When the :class:`_orm.Session` is used with non-ORM constructs, it passes through the SQL statements we give it and does not generally do things much differently from how the :class:`_engine.Connection` does directly, so we can illustrate it here in terms of the simple textual SQL operations we've already learned.

The :class:`_orm.Session` has a few different creational patterns, but here we will illustrate the most basic one that tracks exactly with how the :class:`_engine.Connection` is used which is to construct it within a context manager:

>>> from sqlalchemy.orm import Session

>>> stmt = text("SELECT x, y FROM some_table WHERE y > :y ORDER BY x, y")
>>> with Session(engine) as session:
...     result = session.execute(stmt, {"y": 6})
...     for row in result:
...         print(f"x: {row.x}  y: {row.y}")
{execsql}BEGIN (implicit)
SELECT x, y FROM some_table WHERE y > ? ORDER BY x, y
[...] (6,){stop}
x: 6  y: 8
x: 9  y: 10
x: 11  y: 12
x: 13  y: 14
{execsql}ROLLBACK{stop}

The example above can be compared to the example in the preceding section in :ref:`tutorial_sending_parameters` - we directly replace the call to with engine.connect() as conn with with Session(engine) as session, and then make use of the :meth:`_orm.Session.execute` method just like we do with the :meth:`_engine.Connection.execute` method.

Also, like the :class:`_engine.Connection`, the :class:`_orm.Session` features "commit as you go" behavior using the :meth:`_orm.Session.commit` method, illustrated below using a textual UPDATE statement to alter some of our data:

>>> with Session(engine) as session:
...     result = session.execute(
...         text("UPDATE some_table SET y=:y WHERE x=:x"),
...         [{"x": 9, "y": 11}, {"x": 13, "y": 15}],
...     )
...     session.commit()
{execsql}BEGIN (implicit)
UPDATE some_table SET y=? WHERE x=?
[...] [(11, 9), (15, 13)]
COMMIT{stop}

Above, we invoked an UPDATE statement using the bound-parameter, "executemany" style of execution introduced at :ref:`tutorial_multiple_parameters`, ending the block with a "commit as you go" commit.

Tip

The :class:`_orm.Session` doesn't actually hold onto the :class:`_engine.Connection` object after it ends the transaction.
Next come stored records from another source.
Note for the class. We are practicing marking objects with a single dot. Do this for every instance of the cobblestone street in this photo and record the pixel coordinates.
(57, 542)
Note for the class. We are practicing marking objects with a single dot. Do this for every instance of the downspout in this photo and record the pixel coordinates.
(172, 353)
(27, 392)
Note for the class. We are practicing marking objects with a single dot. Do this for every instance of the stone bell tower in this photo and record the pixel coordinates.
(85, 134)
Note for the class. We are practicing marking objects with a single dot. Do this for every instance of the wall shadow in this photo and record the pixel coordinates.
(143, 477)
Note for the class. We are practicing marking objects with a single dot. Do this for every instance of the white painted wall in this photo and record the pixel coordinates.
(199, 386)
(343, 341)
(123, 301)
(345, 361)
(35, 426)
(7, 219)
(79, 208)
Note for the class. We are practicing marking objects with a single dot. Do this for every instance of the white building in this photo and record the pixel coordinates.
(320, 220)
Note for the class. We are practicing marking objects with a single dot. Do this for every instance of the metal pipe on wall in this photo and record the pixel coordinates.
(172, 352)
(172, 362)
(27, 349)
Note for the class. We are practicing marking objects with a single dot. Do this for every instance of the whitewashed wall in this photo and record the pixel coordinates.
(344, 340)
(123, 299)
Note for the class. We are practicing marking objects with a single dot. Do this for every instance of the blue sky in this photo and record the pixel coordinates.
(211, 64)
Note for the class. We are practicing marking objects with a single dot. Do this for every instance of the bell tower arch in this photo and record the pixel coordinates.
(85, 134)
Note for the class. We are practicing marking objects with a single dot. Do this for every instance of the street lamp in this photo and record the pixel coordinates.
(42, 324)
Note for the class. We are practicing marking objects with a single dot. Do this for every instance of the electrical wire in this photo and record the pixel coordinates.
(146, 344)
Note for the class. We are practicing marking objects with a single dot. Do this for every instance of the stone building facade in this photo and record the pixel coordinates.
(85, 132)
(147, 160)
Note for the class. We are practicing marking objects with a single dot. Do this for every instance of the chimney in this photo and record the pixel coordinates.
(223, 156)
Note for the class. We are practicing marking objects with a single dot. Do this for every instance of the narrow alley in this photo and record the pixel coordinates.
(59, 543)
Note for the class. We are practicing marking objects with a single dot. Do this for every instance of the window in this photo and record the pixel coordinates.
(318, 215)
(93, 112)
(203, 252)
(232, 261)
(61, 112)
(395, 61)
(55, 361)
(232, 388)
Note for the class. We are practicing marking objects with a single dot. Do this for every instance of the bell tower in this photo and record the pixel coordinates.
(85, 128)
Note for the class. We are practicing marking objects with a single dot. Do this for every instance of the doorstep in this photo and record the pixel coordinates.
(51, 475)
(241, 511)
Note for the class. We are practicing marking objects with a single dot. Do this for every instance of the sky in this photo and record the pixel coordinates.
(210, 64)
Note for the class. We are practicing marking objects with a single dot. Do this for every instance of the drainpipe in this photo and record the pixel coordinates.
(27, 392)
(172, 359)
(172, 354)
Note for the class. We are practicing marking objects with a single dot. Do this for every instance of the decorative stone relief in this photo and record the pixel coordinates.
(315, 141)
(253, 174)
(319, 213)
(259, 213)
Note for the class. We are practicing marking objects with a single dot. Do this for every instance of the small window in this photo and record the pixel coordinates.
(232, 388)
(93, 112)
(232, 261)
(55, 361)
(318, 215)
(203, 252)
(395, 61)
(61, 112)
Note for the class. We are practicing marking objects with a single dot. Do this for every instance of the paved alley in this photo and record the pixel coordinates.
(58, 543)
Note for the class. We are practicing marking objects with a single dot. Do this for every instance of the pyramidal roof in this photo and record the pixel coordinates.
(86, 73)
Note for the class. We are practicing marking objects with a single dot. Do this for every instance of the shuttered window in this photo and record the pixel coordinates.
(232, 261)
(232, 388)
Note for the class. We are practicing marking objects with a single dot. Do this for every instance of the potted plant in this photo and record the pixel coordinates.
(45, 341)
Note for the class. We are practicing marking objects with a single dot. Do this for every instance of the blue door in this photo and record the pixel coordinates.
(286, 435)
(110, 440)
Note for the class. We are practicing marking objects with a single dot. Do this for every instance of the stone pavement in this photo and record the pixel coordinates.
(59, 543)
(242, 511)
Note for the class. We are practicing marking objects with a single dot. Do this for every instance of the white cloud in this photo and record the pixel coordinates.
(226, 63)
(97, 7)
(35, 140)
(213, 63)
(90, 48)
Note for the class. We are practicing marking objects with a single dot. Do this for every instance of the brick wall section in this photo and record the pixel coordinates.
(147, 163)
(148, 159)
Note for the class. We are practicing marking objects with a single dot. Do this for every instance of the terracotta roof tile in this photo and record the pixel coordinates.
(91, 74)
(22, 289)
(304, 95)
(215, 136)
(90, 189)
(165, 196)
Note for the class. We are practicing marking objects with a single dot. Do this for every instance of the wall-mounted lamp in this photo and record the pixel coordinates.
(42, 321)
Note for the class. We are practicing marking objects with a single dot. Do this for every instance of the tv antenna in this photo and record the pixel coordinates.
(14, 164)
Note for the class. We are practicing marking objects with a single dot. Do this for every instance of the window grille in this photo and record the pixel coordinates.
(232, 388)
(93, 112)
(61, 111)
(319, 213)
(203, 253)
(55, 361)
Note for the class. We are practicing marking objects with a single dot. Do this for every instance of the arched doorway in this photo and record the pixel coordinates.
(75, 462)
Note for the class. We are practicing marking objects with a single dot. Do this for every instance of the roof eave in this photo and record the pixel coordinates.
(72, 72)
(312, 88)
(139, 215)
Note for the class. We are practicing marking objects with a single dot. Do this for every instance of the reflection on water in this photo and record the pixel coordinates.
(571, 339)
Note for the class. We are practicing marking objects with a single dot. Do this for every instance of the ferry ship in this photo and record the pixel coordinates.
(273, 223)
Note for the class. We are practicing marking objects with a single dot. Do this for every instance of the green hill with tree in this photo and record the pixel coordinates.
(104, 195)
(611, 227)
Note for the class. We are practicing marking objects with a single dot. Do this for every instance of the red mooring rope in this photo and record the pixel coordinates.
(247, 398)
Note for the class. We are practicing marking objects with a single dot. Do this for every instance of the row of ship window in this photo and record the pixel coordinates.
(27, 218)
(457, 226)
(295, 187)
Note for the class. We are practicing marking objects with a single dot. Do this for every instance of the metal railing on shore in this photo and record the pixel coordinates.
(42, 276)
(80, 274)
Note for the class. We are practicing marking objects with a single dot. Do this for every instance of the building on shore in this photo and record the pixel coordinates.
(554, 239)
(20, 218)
It gets a new :class:`_engine.Connection` from the :class:`_engine.Engine` the next time it needs to execute SQL against the database.

The :class:`_orm.Session` obviously has a lot more tricks up its sleeve than that, however understanding that it has a :meth:`_orm.Session.execute` method that's used the same way as :meth:`_engine.Connection.execute` will get us started with the examples that follow later.

.. seealso::

    :ref:`session_basics` - presents basic creational and usage patterns with
    the :class:`_orm.Session` object.